Objective: HOCl, a major bactericidal product of neutrophil MPO-halide system reacts with taurine to form taurine chloramine (TauCl), a less toxic anti-inflammatory mediator. Recently, it has been reported that HOCl may also react with nitrite (NO2-), a major end-product of nitric oxide (NO) metabolism, to form very active oxidant, nitryl chloride (NO2Cl). The present study was conducted to elucidate the effect of nitrite on bactericidal and some immunoregulatory properties of HOCl and TauCl.
Materials: TauCl was prepared from NaOCl and taurine. The reaction was carried out at pH 5.0 and pH 7.4, in the presence or absence of nitrite. All reactions were monitored by UV absorption spectra.
Methods: Bactericidal activity of HOCl and TauCl in the presence of nitrite was tested by incubation of E. coli with the compounds and determined by the pour-plate method. To test the effect of the compounds on activity of inflammatory cells, murine peritoneal neutrophils (PMN) and macrophages were used. The cells were activated in vitro with either LPS, IFN-gamma or zymosan and the production of following mediators was measured: reactive oxygen species using luminol-dependent chemiluminescence; nitric oxide by Griess reaction; TNF-alpha using capture ELISA. In addition, we tested the effect of HOCl and TauCl on activity of myeloperoxidase (MPO).

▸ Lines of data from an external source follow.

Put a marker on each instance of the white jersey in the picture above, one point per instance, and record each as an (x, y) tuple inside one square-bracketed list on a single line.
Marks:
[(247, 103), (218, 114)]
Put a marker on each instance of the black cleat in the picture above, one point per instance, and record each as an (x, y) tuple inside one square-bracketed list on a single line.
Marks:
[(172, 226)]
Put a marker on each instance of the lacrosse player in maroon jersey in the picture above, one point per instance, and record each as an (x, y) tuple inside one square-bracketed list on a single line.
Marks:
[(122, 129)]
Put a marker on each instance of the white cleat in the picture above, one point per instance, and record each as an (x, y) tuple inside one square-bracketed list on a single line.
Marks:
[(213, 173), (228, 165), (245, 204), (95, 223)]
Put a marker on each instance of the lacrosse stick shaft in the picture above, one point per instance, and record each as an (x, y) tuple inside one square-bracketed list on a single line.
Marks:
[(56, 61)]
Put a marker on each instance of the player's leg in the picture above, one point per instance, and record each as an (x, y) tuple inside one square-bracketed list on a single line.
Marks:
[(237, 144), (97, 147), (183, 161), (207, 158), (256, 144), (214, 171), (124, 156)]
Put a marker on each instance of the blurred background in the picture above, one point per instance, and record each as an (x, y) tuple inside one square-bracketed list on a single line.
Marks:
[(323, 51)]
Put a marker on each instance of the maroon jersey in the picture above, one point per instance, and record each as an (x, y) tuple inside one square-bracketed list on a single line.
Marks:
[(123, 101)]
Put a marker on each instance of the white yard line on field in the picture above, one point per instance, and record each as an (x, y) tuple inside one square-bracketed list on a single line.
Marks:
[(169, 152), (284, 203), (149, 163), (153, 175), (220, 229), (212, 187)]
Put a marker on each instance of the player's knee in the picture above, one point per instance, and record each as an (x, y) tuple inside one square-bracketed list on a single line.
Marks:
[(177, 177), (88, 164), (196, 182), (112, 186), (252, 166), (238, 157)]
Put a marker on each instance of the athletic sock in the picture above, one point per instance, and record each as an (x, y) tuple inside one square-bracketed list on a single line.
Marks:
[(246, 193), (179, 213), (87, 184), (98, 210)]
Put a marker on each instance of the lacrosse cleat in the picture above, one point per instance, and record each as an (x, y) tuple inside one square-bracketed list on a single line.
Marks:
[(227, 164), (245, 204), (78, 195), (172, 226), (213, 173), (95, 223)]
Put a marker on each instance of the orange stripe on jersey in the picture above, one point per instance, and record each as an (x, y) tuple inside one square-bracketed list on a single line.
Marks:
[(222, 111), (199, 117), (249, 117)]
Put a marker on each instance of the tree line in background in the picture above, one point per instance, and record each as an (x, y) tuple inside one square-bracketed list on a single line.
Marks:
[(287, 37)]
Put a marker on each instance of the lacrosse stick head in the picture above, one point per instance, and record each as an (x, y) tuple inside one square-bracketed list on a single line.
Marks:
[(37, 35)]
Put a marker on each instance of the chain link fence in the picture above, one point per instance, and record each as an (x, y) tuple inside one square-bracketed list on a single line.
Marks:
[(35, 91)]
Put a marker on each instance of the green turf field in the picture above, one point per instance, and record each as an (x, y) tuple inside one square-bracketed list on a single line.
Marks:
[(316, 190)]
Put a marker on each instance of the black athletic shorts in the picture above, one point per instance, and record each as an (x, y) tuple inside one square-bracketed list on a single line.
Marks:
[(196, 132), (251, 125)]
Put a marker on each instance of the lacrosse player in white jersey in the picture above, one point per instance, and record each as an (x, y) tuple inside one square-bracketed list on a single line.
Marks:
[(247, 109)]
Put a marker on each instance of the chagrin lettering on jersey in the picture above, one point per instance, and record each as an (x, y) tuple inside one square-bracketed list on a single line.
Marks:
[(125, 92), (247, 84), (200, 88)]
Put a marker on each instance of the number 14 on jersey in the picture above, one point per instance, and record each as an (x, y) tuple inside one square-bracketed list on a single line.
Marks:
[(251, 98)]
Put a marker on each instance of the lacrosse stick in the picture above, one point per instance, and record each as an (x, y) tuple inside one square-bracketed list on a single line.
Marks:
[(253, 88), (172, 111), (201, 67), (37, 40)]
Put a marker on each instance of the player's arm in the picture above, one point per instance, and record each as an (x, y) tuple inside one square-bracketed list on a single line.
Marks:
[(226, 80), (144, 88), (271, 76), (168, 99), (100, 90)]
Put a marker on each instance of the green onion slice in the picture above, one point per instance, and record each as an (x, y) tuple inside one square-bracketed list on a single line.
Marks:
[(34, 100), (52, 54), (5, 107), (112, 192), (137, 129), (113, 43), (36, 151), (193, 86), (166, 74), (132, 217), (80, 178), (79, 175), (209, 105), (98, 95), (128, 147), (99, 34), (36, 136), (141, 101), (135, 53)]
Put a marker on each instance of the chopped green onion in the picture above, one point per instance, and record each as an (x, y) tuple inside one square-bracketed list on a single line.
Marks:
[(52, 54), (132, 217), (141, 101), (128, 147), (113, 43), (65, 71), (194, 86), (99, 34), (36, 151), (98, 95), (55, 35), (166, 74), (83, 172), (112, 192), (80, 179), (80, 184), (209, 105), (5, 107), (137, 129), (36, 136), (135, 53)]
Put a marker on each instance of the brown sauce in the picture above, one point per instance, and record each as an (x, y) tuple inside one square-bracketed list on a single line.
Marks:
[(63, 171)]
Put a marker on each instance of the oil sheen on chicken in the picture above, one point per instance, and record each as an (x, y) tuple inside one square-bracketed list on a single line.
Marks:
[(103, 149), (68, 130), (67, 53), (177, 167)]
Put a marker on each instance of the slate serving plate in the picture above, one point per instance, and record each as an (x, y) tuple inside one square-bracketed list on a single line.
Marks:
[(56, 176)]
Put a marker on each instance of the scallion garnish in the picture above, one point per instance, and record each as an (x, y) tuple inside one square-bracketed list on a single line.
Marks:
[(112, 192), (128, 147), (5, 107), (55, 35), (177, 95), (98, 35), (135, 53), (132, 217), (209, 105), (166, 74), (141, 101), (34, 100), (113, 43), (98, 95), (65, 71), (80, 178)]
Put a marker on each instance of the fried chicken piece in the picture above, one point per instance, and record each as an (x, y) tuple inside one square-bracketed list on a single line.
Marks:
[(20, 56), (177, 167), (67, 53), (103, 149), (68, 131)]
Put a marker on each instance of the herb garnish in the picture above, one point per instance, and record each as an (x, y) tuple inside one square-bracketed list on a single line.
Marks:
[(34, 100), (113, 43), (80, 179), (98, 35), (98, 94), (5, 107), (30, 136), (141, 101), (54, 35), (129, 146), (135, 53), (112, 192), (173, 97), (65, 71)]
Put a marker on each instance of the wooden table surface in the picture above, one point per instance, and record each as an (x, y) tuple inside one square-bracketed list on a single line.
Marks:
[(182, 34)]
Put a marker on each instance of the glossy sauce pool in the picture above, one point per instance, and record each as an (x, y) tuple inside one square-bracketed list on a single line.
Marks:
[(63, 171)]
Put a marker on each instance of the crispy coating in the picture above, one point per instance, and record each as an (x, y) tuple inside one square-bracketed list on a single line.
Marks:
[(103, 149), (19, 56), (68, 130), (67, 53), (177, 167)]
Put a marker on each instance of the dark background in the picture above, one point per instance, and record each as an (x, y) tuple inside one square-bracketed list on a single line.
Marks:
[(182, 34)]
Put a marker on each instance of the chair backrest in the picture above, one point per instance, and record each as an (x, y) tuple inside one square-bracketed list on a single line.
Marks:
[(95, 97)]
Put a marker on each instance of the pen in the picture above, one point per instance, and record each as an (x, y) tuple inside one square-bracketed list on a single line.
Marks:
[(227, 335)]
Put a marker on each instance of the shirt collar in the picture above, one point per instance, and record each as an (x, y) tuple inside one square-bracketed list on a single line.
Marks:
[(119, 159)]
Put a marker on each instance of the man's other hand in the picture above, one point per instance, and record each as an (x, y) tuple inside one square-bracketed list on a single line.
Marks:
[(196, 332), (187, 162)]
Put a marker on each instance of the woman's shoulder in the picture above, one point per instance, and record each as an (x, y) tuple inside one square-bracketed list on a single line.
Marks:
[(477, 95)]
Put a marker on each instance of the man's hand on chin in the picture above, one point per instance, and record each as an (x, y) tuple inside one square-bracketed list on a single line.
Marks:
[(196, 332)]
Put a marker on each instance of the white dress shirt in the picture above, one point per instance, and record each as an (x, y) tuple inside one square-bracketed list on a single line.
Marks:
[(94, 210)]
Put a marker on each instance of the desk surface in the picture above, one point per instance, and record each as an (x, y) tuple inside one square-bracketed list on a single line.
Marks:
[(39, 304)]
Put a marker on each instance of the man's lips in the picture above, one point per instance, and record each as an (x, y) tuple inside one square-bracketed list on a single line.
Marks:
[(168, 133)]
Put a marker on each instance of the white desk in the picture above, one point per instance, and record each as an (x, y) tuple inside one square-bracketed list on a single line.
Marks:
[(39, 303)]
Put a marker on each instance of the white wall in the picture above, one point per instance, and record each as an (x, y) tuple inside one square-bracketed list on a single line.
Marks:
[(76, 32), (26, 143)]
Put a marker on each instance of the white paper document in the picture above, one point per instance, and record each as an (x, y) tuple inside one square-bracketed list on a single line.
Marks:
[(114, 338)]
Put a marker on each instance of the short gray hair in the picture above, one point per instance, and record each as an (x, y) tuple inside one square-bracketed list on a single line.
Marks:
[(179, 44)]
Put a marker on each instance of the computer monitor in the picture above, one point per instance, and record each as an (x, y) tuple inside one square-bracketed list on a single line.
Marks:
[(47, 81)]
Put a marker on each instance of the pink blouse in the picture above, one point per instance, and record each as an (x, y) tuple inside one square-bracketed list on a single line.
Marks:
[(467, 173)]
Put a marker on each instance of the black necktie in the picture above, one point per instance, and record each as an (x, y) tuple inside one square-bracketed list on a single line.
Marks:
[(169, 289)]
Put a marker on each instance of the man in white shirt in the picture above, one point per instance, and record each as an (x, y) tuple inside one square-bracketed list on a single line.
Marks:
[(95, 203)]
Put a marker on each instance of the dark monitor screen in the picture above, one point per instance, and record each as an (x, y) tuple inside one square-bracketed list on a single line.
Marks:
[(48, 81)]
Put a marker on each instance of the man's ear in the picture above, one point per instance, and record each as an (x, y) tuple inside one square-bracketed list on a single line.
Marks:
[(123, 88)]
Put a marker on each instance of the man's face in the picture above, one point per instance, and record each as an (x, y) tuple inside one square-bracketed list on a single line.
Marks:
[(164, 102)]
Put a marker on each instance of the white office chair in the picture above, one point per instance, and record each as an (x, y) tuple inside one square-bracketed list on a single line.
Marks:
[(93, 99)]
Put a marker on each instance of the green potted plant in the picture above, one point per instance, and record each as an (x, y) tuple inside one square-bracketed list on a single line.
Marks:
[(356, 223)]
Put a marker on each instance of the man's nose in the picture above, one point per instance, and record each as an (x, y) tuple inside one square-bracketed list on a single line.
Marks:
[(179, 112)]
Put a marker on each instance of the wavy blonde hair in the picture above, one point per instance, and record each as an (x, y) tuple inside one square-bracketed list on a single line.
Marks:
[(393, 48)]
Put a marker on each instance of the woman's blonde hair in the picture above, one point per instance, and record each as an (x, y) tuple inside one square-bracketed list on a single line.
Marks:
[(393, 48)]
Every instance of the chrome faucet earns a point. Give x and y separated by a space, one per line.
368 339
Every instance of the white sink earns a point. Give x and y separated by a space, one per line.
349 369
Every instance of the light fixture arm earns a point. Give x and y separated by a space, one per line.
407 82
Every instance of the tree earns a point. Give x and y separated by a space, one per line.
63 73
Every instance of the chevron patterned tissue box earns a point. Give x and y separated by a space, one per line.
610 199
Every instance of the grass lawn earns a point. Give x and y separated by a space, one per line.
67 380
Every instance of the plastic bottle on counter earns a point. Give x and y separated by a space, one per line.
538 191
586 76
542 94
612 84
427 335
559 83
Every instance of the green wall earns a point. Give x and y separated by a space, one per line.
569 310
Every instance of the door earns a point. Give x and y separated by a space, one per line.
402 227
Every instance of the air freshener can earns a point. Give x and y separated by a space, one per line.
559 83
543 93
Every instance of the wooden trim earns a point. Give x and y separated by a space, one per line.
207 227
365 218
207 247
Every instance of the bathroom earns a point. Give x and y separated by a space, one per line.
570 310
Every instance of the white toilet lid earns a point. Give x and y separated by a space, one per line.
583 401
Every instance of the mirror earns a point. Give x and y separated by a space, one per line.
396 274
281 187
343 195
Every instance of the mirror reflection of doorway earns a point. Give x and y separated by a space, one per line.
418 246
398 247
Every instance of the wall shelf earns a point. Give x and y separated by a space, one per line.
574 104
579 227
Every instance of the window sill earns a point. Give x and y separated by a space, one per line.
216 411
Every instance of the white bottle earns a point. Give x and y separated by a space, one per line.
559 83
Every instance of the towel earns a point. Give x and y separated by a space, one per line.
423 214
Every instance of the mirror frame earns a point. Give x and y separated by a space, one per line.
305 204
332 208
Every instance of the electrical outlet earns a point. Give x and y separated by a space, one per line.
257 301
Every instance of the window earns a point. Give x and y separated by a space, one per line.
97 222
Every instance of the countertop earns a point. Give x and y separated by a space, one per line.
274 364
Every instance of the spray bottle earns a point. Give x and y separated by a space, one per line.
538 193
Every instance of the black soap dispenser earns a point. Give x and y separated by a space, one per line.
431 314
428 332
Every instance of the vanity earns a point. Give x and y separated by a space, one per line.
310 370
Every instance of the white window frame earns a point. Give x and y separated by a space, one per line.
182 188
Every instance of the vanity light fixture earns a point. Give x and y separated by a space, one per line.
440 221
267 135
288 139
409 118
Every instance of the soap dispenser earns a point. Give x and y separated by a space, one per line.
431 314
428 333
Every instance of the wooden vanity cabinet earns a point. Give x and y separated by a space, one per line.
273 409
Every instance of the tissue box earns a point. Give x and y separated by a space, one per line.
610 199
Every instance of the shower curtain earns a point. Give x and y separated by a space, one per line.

Results: At physiological pH nitrite reacts with HOCl but not with TauCl. This reaction was abolished in the presence of taurine. Nitrite prevented HOCl-mediated bacterial killing, inhibition of MPO activity, cellular cytotoxicity and inhibition of TNF-alpha production. Nitrite did not affect any activity of TauCl.
Conclusion: We have shown that nitrite may react in vitro with HOCl but not with TauCl, to form new biologically active product(s). We did not confirm the hypothesis that a product of HOCl reaction with nitrite is more toxic than HOCl. To the contrary, we found that nitrite diminished bactericidal and immunoregulatory properties of HOCl. In vivo, nitrite will also compete with taurine for reaction with PMN-released HOCl. Nevertheless, due to high concentration of taurine in PMN cytosol, formation of TauCl will be a major regulatory mechanism of MPO-halide-system.